Molti vorrebbero rivedere nel nuovo Palermo alcuni dei protagonisti di quelle pagine che fanno ormai parte della storia rosanero. Come se il tempo non fosse passato e per quelli si fosse cristallizzato in un presente intramontabile. E’ un sentimento e un atteggiamento comprensibile: nei primi dieci anni di gestione zampariniana, i tifosi rosanero hanno vissuto gli anni più fulgidi della storia del club: il Palermo ha toccato i vertici del calcio italiano, ha giocato da pari a pari con le “grandi”, spesso surclassandole.

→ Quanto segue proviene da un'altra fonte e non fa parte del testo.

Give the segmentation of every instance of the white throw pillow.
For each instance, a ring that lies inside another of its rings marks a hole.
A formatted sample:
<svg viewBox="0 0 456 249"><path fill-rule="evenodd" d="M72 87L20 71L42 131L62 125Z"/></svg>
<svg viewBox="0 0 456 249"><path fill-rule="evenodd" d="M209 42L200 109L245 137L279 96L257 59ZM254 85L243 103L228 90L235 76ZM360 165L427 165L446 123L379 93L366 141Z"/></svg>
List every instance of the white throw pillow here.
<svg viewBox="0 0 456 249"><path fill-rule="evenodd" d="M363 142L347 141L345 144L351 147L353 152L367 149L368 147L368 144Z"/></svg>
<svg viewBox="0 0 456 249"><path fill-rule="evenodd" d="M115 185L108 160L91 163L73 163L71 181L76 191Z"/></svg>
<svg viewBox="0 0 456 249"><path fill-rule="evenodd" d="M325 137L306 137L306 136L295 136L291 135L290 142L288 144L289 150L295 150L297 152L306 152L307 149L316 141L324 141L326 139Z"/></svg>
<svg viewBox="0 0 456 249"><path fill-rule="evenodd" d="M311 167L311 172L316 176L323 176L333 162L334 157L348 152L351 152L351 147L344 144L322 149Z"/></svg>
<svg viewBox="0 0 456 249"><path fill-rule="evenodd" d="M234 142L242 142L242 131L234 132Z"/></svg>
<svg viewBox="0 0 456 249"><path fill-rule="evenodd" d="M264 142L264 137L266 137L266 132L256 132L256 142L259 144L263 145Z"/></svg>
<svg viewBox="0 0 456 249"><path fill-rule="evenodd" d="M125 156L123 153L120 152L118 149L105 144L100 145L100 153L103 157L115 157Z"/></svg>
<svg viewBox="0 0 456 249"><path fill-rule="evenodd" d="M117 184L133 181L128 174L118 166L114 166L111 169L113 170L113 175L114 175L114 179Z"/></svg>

Dal Barbera sono passati calciatori fortissimi, qualche campione di valore indiscusso e persino campioni del mondo. Molti hanno lasciato un gran bel ricordo, per le loro qualità tecniche, per l’impegno offerto in campo e per il legame che hanno saputo instaurare con la tifoseria. Qualcuno vorrebbe rivederli in rosanero, immaginandoli protagonisti del presente come lo furono nel passato.
IN PRINCIPIO FU BARRETO
Ogni giorno arriva una nuova suggestione; giochino divertente, ma poco utile, anzi del tutto inutile. In principio fu Edgar Barreto; il centrocampista paraguaiano ha concluso la sua esperienza con la Sampdoria e già c’era chi lo voleva di nuovo in rosanero. Eppure, l’addio da Palermo della famiglia Barreto non è stato proprio idilliaco: la moglie del calciatore si tolse qualche sassolino dalla scarpa nei confronti dei tifosi. Ma il tempo è galantuomo e cancella le incomprensioni. Non riporta mai indietro e lancette dell’orologio, però; né i fogli del calendario. E per i calciatori quello che si guadagna in esperienza si perde irrimediabilmente in efficienza fisica che, in un campionato come la Serie C vale più della tecnica. Però, qualcuno sembra non rendersene conto.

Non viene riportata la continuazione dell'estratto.